Thirty genetic clusters have been identified from 2,103 Irish and British individuals. The map shows the geographic origin of 192 Atlas Irish individuals and 1,611 British individuals from the Peoples of the British Isles project, labelled according to the geographic origin of their DNA.

Analysis of the samples, when compared with thousands of other samples from Britain and Europe, revealed that seven of the clusters are of “Gaelic” Irish ancestry.

The other three are of shared British-Irish ancestry, mostly found in the north of Ireland, probably as a result of the Ulster Plantations in the 1600s.

The researchers also discovered high levels of North-West French-like DNA, most likely from the Celts, and evidence of a “west-Norwegian-like ancestry”, that they believe belongs to the Norse Vikings.

While artefacts, ruins and Norwegian surnames in Ireland already provided evidence of Viking settlement, this is the first time DNA evidence has been found and mapped in the country.

Using reverse methods, the researchers also found significant levels of Irish ancestry in modern Norway, which would corroborate with accounts of Irish slave trade in the Viking era.
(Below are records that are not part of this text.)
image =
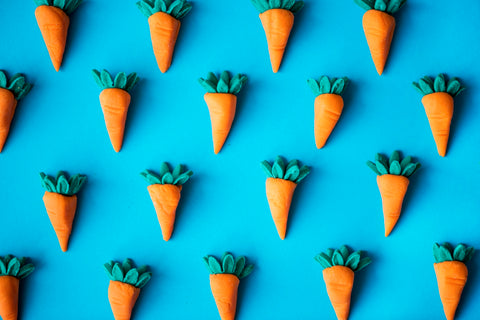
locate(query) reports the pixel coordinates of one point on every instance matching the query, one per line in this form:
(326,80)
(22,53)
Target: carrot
(328,106)
(277,20)
(115,101)
(221,99)
(392,180)
(61,203)
(451,273)
(339,267)
(164,190)
(280,186)
(53,21)
(438,101)
(125,285)
(225,276)
(12,270)
(164,21)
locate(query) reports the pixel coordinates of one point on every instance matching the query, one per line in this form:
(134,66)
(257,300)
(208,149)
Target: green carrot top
(126,272)
(395,165)
(176,8)
(228,265)
(165,176)
(15,267)
(427,85)
(325,85)
(62,184)
(291,171)
(445,252)
(291,5)
(68,6)
(342,257)
(223,84)
(16,84)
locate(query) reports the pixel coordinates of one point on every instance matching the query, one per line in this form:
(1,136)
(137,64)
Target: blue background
(59,125)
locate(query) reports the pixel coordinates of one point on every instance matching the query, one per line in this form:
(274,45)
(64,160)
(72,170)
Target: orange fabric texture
(439,110)
(328,109)
(279,196)
(277,24)
(122,297)
(61,211)
(379,28)
(165,198)
(164,31)
(222,107)
(115,103)
(224,289)
(53,24)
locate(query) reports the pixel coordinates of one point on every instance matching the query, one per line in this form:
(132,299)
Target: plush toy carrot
(115,100)
(277,20)
(53,21)
(164,189)
(164,19)
(379,26)
(225,276)
(328,105)
(11,90)
(437,99)
(221,99)
(339,267)
(60,200)
(393,179)
(12,270)
(451,273)
(281,183)
(126,281)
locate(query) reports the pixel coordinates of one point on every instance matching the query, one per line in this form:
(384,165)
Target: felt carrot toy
(328,106)
(379,27)
(221,99)
(280,185)
(225,276)
(339,267)
(451,273)
(393,179)
(277,20)
(126,281)
(164,189)
(60,200)
(164,19)
(12,270)
(11,91)
(53,21)
(437,99)
(115,100)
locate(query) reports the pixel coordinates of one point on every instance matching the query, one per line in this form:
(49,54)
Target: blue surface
(59,125)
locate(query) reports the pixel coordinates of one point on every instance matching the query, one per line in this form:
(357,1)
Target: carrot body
(439,109)
(8,297)
(451,278)
(53,24)
(339,282)
(8,105)
(279,196)
(222,107)
(165,198)
(379,28)
(61,211)
(328,109)
(277,24)
(164,32)
(224,289)
(115,103)
(122,297)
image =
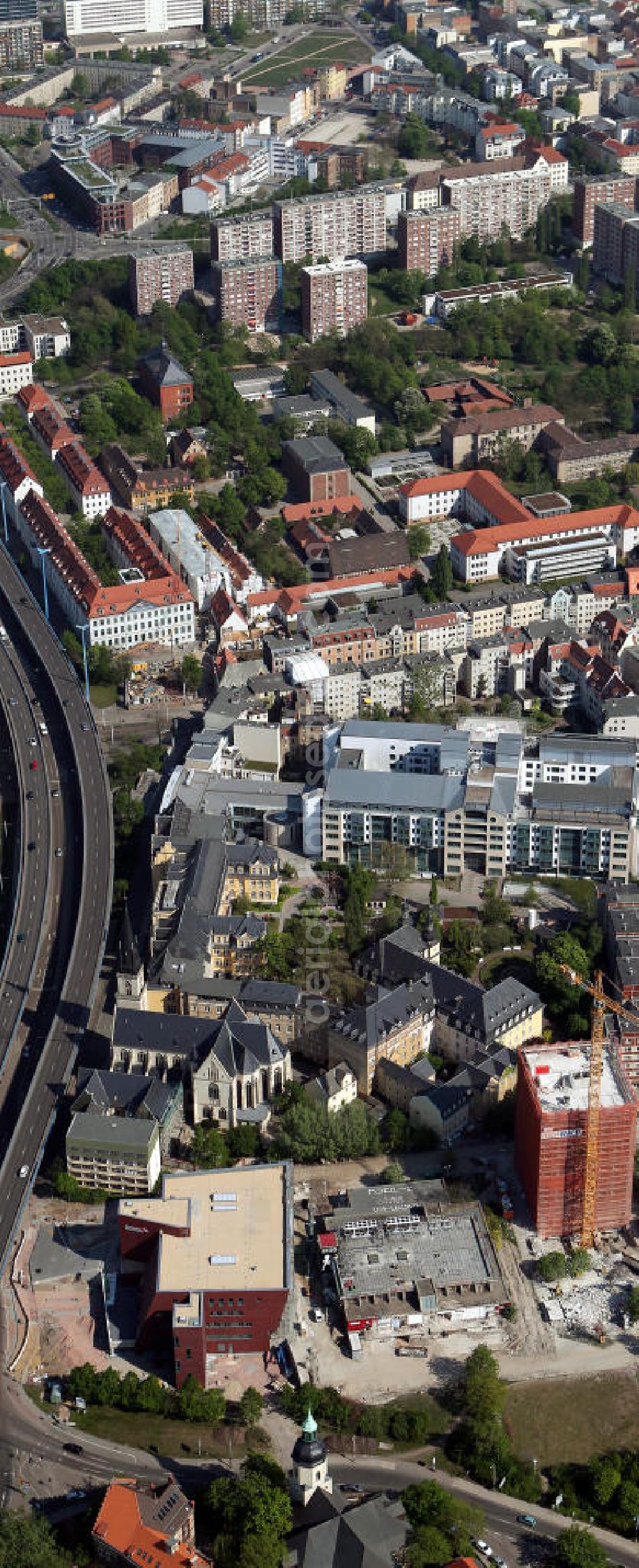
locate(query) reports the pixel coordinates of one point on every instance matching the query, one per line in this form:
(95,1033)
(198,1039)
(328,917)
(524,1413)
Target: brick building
(316,468)
(21,46)
(88,487)
(550,1139)
(159,273)
(249,292)
(215,1263)
(335,298)
(166,381)
(426,240)
(616,242)
(594,192)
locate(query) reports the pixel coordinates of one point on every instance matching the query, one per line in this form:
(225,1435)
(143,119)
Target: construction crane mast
(600,1004)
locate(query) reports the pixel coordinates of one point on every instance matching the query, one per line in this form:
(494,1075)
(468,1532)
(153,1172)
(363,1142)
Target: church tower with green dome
(310,1463)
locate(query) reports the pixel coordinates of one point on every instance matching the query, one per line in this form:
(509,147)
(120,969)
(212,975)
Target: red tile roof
(121,1526)
(82,473)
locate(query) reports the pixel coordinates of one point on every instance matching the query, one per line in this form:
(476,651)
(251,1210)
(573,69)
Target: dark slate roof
(129,962)
(164,367)
(269,993)
(475,1010)
(316,453)
(242,1046)
(129,1093)
(174,1032)
(369,1535)
(448,1098)
(376,1019)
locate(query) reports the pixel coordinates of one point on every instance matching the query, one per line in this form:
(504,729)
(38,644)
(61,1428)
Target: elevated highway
(63,891)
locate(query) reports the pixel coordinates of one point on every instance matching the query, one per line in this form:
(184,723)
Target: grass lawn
(318,49)
(155,1434)
(571,1420)
(104,695)
(498,966)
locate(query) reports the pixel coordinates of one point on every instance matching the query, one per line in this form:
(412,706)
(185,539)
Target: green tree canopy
(578,1548)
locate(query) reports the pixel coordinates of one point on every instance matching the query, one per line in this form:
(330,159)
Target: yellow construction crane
(600,1004)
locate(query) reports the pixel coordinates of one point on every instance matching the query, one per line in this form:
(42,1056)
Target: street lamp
(4,510)
(84,628)
(43,551)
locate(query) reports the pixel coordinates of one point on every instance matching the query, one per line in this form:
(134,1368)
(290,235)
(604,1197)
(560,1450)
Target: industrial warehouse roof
(184,538)
(238,1222)
(562,1073)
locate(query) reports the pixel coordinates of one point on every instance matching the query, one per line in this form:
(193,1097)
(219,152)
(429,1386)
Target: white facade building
(16,370)
(131,16)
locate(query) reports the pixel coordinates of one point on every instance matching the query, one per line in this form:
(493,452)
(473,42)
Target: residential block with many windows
(249,292)
(159,273)
(335,298)
(335,225)
(426,240)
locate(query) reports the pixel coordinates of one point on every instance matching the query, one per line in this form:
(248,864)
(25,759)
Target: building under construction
(551,1131)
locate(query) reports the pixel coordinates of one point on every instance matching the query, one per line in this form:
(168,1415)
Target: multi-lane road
(56,948)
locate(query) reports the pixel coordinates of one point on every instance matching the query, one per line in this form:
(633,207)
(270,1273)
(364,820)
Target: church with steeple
(310,1463)
(131,985)
(334,1531)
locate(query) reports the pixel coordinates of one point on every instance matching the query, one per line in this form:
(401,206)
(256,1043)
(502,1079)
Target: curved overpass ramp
(59,929)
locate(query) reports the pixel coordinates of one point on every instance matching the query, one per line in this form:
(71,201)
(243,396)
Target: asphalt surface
(47,980)
(35,1460)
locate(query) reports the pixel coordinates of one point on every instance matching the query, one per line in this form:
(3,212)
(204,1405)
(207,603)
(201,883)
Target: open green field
(155,1434)
(571,1420)
(318,49)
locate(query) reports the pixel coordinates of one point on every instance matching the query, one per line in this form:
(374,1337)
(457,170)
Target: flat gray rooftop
(399,1252)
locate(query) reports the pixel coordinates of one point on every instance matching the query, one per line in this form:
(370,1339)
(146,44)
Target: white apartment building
(131,16)
(498,198)
(335,298)
(16,370)
(47,338)
(238,239)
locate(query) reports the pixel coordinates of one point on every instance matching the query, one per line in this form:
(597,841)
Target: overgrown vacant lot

The very distinct geographical divides between the genetic clusters show a lack of movement within Ireland, at least up to the mid-19th century.

There is a particular “gene flow barrier” with the province of Leinster, which the researchers claim could represent historical rivalry between Munster and Leinster.

Michael Merrigan of the Genealogical Society of Ireland said the study “challenges many of our received narratives on the origins of the people of Ireland”.

“We now get a clearer, scientifically based, map of the distribution and settlement of our ancestral groups across the island of Ireland,” he said.

“Historians and students of medieval Ireland have now a wonderful resource on the movements and interrelationships of our ancestor groups through their DNA.”

The Irish DNA Atlas is an ongoing study. If you have ancestry from a specific part of Ireland and are interested in participating, email Séamas O’Reilly from the Genealogical Association of Ireland at irish.dna@familyhistory.ie.

The study and atlas is published in the journal Scientific Reports.

* This article was edited on December 19th to correct an error. The original version stated that participants of the study must have had "eight grandparents" born in the same area, where it should have said eight great-grandparents.